So when I saw this article in last week’s NYT I had to grin – been there, done that, as today’s photographs will confirm. Here is the link to the NYT, click on the picture.
The article is about a fabulous project: painting and spray painting the hundreds of bird illustration by John James Audubon, a pioneering ornithologist, onto surfaces where they can be admired daily. The bird murals are spread across Harlem and Washington Heights, and number so far between 70 and 80 (of an intended 314…) – many more than when I visited in March 2016 trying to scout them out without a serious map.
Audubon was an extraordinary man. His life reads like an adventure novel written by someone like Jules Verne, Daphne du Maurier or Alexandre Dumas, tropical islands, slave mistresses and nursemaids, escape from the Napoleonic Wars, travel with Native American tribes, changing names and nationality, included. He traveled more in his time, on horseback and sailboats across the continents and between them, than most people I know in our own century. He was into birds from the get go and throughout his life which had twists and turns he pursued knowledge about them and painted them all.
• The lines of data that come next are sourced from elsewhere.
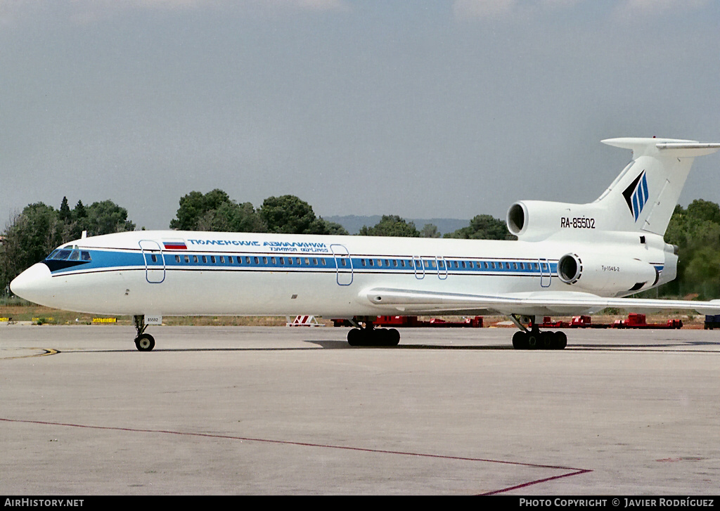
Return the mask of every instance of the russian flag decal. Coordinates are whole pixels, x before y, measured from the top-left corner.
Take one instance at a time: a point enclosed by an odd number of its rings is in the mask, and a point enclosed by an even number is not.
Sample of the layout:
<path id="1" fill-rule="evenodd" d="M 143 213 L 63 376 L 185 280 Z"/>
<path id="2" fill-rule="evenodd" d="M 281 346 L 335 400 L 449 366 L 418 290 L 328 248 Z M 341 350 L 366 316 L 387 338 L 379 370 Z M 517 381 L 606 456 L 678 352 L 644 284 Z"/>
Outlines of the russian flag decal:
<path id="1" fill-rule="evenodd" d="M 168 250 L 187 250 L 187 245 L 185 245 L 185 242 L 182 240 L 171 240 L 170 241 L 163 241 L 163 246 Z"/>

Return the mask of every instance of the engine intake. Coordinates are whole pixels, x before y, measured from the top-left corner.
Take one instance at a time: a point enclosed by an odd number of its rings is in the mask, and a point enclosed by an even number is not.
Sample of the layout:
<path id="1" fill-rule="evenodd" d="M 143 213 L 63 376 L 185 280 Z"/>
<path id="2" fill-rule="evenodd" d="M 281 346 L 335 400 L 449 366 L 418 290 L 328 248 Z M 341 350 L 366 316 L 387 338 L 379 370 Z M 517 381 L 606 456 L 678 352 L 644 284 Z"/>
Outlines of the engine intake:
<path id="1" fill-rule="evenodd" d="M 557 261 L 557 276 L 567 284 L 593 293 L 622 295 L 655 285 L 660 273 L 639 259 L 602 253 L 580 258 L 567 253 Z"/>

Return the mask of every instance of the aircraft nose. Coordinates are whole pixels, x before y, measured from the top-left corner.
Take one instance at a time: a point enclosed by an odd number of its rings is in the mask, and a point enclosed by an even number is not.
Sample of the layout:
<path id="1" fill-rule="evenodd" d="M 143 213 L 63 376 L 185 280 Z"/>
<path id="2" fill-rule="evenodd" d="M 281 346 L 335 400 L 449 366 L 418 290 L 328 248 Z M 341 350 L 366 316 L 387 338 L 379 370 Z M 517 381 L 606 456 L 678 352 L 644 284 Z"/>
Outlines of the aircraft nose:
<path id="1" fill-rule="evenodd" d="M 51 276 L 45 263 L 34 264 L 10 283 L 13 293 L 30 302 L 42 303 L 47 298 Z"/>

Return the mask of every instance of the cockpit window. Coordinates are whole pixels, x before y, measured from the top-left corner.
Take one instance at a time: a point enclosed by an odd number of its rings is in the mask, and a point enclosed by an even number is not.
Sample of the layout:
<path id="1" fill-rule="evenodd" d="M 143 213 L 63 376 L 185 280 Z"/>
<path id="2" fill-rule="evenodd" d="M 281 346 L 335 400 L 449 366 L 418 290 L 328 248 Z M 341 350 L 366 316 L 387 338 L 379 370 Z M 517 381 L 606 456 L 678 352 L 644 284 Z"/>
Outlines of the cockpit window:
<path id="1" fill-rule="evenodd" d="M 90 253 L 87 250 L 81 250 L 77 247 L 66 245 L 62 248 L 53 250 L 47 257 L 48 261 L 82 261 L 89 263 L 92 261 Z"/>

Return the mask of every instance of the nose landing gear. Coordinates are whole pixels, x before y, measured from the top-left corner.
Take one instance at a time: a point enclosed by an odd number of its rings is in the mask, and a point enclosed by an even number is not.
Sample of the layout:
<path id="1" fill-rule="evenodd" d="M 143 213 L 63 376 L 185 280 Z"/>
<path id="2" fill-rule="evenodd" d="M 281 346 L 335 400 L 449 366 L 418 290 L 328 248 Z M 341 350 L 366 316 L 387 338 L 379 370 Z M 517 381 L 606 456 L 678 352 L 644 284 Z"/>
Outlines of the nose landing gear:
<path id="1" fill-rule="evenodd" d="M 348 344 L 351 346 L 397 346 L 400 342 L 400 333 L 395 328 L 375 328 L 372 322 L 365 319 L 364 327 L 361 327 L 359 320 L 353 319 L 351 322 L 357 328 L 348 332 Z"/>
<path id="2" fill-rule="evenodd" d="M 513 335 L 513 348 L 516 350 L 562 350 L 567 345 L 564 332 L 541 332 L 534 320 L 530 322 L 528 330 L 520 322 L 517 315 L 510 317 L 521 330 Z"/>
<path id="3" fill-rule="evenodd" d="M 133 316 L 132 320 L 138 331 L 135 338 L 135 348 L 138 351 L 151 351 L 155 348 L 155 338 L 149 333 L 145 333 L 145 330 L 148 327 L 145 322 L 145 316 Z"/>

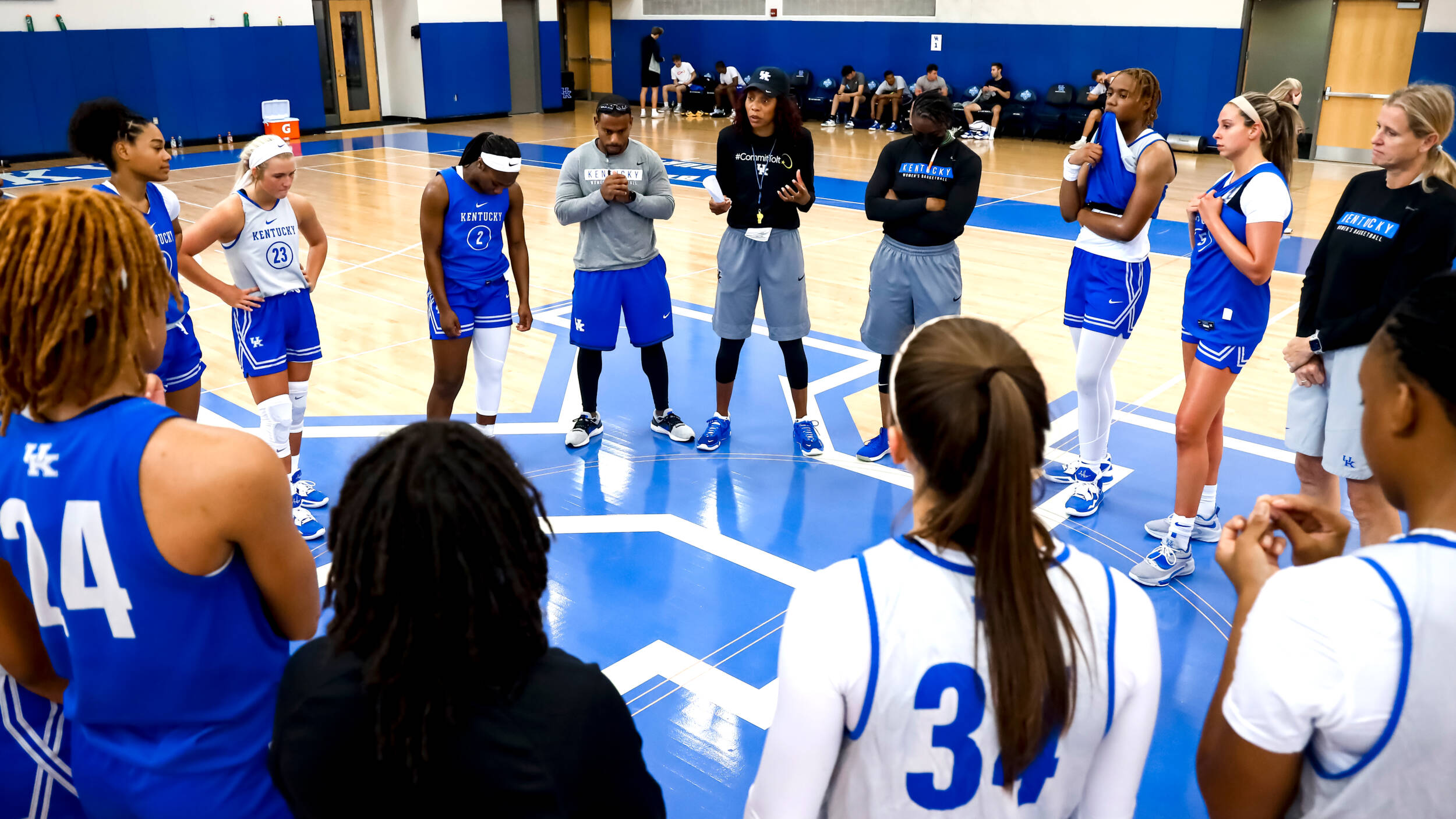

Reading about him, even on Wikipedia, makes you dizzy. https://en.wikipedia.org/wiki/John_James_Audubon
The National Audubon Society was founded in honor of this adventurer, naturalist and artist in 1896, with President Roosevelt creating the first national wildlife refuge in 1903. Here is an overview of the history – (including the bit of proper Boston ladies trying to get women to boycott wearing hats with feathers as to protect the birds….)
http://www.audubon.org/about/history-audubon-and-waterbird-conservation
And the next link gives up-to-date info on the Audubon Mural Project. http://www.audubon.org/amp
Just have to get back to NY, don’t I?